Given our flexibility and our inventiveness, I think that rather than maintaining an unsustainable lifestyle right up to some sort of population catastrophy, we'd tend to see our lifestyles and culture change due to resource pressures being felt and responded to.

How does all this relate to Catholic prohibitions of birth control and sterilization? Well, I think that we tend to adapt to circumstances using whatever tools we think of as available. If, culturally, we think of sterilization and contraception as available, and they may form part of a "solution" to certain pressures that seems more attractive than Catholic suggestions.
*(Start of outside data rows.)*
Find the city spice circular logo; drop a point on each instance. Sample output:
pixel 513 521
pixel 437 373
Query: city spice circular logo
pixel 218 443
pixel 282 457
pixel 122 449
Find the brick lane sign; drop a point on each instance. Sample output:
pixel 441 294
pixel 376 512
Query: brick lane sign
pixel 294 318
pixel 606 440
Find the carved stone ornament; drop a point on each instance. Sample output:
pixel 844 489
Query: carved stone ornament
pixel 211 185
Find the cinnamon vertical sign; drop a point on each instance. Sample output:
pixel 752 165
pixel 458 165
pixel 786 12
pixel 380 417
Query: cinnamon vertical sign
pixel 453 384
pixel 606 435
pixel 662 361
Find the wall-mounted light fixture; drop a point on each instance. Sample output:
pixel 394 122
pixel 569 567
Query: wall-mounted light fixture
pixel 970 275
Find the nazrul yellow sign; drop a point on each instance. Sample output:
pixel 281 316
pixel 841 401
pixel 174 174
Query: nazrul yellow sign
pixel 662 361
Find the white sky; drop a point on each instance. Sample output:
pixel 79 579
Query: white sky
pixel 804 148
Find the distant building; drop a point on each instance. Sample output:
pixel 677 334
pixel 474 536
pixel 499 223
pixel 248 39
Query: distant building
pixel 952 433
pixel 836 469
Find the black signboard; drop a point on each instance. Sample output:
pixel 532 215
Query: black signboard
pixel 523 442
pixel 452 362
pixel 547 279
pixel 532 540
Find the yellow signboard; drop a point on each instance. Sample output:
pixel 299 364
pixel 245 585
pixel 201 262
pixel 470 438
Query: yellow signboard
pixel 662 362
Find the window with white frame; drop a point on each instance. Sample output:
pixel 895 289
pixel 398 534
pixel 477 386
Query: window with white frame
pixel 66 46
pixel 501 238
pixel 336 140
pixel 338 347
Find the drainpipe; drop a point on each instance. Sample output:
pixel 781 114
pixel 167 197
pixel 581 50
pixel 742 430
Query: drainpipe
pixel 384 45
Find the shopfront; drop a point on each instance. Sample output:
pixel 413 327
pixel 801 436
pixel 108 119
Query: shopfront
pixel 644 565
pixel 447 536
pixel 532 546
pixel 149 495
However, I think that taking them off the table we're still very much able to adapt as individuals or as a society to circumstances of tightening resources.

Those of us living as Catholics in the modern, secular West have a slightly different problem. We face a society in which certain coping mechanisms (contraception, sterilization, abortion, cohabitation) are often used in order for people to balance their desire for pleasure and relationships with their desire to lead a certain kind of lifestyle. Our society as a whole is built around those assumptions, and so as a small minority those who eschew these find ourselves working uphill. Many in the Catholic subculture solve this disparity by simply having more children than the norm, and accepting the lifestyle trade-offs that involves. But I don't think that necessarily means that a culture in which most people were Catholics faithful to Church teaching would look like our culture, but with most people marrying young and having 4+ children. I think such a culture would look, overall, a lot different from ours, and would achieve its own balance between resources and population through other cultural means than "just add birth control".